Seventy percent of robots in the United States are employed in just four industries: auto-making, electronics, plastic and chemicals, and metals manufacturing.

Inspection and diagnosing play an important part in all these industries, so a variety of robots have been programmed to inspect equipment and diagnose problems as they arise.

Of course, inspection and diagnosis are not limited to manufacturing; they are the safeguards of society. AI diagnostics and autonomous inspection are helping us in more ways than we can imagine.

Wind Turbines

Possessing the six legs, stability, and dexterity of a beetle, BladeBUG is one of the newest and coolest robots. Its purpose? To inspect and repair off-shore wind turbines.

Postdoctoral fellows Jenny Hamilton and Enrique Lin Shiao with an automated liquid-handling robot (Hamilton STARlet). Credit: UC Berkeley.

The BladeBUG is designed to deftly navigate the turbines’ hundred-foot curved blades; it sticks on these normally unmanageable surfaces via vacuum adhesion technology.

Equipped with various sensors, the BladeBUG detects whether or not the blades are attached properly. If not, the robot will be able to reattach and, if needed, repair the blade with an autonomous repair arm.

This step in the robot’s development has not yet been reached. Pilot testing began in March, so there’s still a long way to go.

However, when finished, BladeBUGs will be able to safely, efficiently, and autonomously do what human technicians had to dangerously and manually do. After all, off-shore wind turbines average 300 feet in height.

Pipelines and Hazardous Spaces

On a smaller scale, inspection and diagnostic robots are being used to inspect tight spaces that humans can’t easily access. These spaces are often hazardous.

For instance, borescopes are long, robotic, video-capturing devices that can travel through pipes that supply oil, gas, and miscellaneous chemicals. These materials are essential for civilization but harmful for humans if handled in a confined space.

Borescopes save humans from dangerous work by detecting faults in the piping completely autonomously.

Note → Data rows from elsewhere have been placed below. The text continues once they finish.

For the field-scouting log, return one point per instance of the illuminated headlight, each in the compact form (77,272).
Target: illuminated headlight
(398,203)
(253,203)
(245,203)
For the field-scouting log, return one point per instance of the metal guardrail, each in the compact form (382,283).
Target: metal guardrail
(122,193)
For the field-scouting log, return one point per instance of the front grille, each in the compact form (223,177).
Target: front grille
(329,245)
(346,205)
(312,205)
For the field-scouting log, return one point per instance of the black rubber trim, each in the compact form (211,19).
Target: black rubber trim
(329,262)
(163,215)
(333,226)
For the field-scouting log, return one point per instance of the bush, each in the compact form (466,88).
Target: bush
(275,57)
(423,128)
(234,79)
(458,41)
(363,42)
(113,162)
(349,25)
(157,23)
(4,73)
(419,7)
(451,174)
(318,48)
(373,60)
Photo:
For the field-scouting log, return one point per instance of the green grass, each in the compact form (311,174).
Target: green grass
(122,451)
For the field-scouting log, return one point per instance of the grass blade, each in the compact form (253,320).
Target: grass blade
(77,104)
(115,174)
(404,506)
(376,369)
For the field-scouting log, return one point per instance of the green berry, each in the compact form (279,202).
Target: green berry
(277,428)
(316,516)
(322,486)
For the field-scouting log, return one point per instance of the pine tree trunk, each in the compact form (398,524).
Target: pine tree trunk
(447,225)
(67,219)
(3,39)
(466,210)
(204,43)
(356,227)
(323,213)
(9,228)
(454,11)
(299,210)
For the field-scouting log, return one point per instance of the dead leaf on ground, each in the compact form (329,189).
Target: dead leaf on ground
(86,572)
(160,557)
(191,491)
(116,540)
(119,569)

They can also detect faults in turbines, military equipment, car engines, generators, and even aircrafts that are operating outside of Earth’s atmosphere.

For such dangerous work, these robots are sometimes outfitted with Kevlar and other water and acid-resistant material.

Medical Diagnostics

Without question, the most important and relevant type of inspection and diagnosing is in the medical industry. Robots have taken over these duties as well.

In a 2019 study, medical data from 600,000 patients were fed into an AI program, which diagnosed them as accurately – sometimes more so – as human doctors. The AI diagnosed asthma 90 percent correctly compared to 80-94 percent of doctors.

Gastrointestinal disease was accurately chosen by the robot 87 percent of the time, whereas doctors landed between 82 and 90 percent.

But robotic doctors aren’t limited to software. Robotic probes, similar to borescopes, have been developed to inspect and repair human tissue.

Also, scientists at the University of California, Berkeley’s Innovative Genomics Institute created a robotic lab that will be able to perform between 1,000 and 3,000 Covid-19 tests daily.

While predominantly used in the manufacturing sector, inspection and diagnostic robots have ventured to other industries. They are overseeing everything from off-shore wind turbines to coronavirus testing.

Robots are doing the dangerous jobs so that you don’t have to.